- Born: 20 October 1726 Rome, Papal States
- Died: 1781 (aged 54–55) Rome, Papal States
- Known for: Architecture
- Notable work: Basilica of Sant'Andrea, Subiaco
- Movement: Baroque and Neoclassicism

= Pietro Camporese the Elder =

Pietro Camporese the Elder (20 October 1726 – 1781) was an Italian architect. His architecture is typical of the eclectic tendency of Roman architects of the late 18th century, before neoclassical architecture (as represented by the styles of his two sons) fully asserted itself.
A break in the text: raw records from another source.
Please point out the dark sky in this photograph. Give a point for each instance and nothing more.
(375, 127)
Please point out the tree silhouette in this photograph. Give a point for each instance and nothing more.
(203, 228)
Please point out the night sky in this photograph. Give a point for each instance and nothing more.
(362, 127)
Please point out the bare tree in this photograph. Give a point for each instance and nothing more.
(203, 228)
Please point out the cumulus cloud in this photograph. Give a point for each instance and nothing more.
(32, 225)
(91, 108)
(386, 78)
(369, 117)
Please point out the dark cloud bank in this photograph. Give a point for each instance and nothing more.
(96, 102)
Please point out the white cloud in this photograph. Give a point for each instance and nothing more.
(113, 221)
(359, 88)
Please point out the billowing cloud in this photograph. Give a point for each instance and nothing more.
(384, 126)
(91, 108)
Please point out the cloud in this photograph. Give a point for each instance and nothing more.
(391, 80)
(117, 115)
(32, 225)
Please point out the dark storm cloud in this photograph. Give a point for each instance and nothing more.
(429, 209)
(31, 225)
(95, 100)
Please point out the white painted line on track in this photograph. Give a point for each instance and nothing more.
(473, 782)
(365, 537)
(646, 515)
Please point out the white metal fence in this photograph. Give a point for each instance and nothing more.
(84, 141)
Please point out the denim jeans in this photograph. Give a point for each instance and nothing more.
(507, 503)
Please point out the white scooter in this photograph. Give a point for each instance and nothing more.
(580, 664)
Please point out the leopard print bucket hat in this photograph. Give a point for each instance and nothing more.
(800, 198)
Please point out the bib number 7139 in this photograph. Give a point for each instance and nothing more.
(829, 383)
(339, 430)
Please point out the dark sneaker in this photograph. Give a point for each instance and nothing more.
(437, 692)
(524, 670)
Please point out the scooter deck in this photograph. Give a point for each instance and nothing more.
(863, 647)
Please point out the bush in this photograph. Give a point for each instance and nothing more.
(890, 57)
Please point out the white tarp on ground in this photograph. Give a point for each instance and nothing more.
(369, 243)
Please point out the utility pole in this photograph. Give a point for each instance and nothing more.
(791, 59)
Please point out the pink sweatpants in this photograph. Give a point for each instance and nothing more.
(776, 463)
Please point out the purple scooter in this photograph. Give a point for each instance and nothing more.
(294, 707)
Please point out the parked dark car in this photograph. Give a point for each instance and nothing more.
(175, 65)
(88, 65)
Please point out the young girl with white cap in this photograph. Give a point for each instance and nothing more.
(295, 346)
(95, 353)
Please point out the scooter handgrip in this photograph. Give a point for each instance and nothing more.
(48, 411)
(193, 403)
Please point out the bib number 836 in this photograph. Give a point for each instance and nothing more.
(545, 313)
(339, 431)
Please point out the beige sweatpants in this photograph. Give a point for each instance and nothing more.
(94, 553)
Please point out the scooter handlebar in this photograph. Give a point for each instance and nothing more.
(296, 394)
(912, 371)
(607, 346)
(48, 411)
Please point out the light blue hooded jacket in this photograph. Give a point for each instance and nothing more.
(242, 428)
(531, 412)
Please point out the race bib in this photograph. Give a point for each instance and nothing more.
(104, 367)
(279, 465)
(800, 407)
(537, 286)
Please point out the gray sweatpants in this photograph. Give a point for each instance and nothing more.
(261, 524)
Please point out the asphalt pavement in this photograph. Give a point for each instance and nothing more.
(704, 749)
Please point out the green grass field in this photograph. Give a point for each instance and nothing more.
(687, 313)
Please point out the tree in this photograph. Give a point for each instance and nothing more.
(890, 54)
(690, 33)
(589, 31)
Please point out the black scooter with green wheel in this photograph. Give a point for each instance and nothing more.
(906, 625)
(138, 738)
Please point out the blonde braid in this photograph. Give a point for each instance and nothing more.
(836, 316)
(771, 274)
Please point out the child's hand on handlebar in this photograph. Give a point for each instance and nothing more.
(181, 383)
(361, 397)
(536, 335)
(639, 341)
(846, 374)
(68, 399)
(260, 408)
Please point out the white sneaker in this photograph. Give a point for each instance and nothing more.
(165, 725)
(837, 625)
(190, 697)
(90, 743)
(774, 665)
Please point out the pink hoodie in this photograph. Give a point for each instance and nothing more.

Pietro Camporese the Elder looked to late Baroque models, though at the same time showed clear influences from Luigi Vanvitelli.

==Life==

=== Early life and education ===
Camporese was born and died in Rome, the first of a family of architects active in the city in the 18th and 19th centuries. His sons Giuseppe and Giulio are recorded as collaborating with their father on the building of the Duomo at Subiaco, and his grandchild Pietro Camporese the Younger (1792–1873), who led the reconstruction of Rome's basilica of San Paolo fuori le Mura.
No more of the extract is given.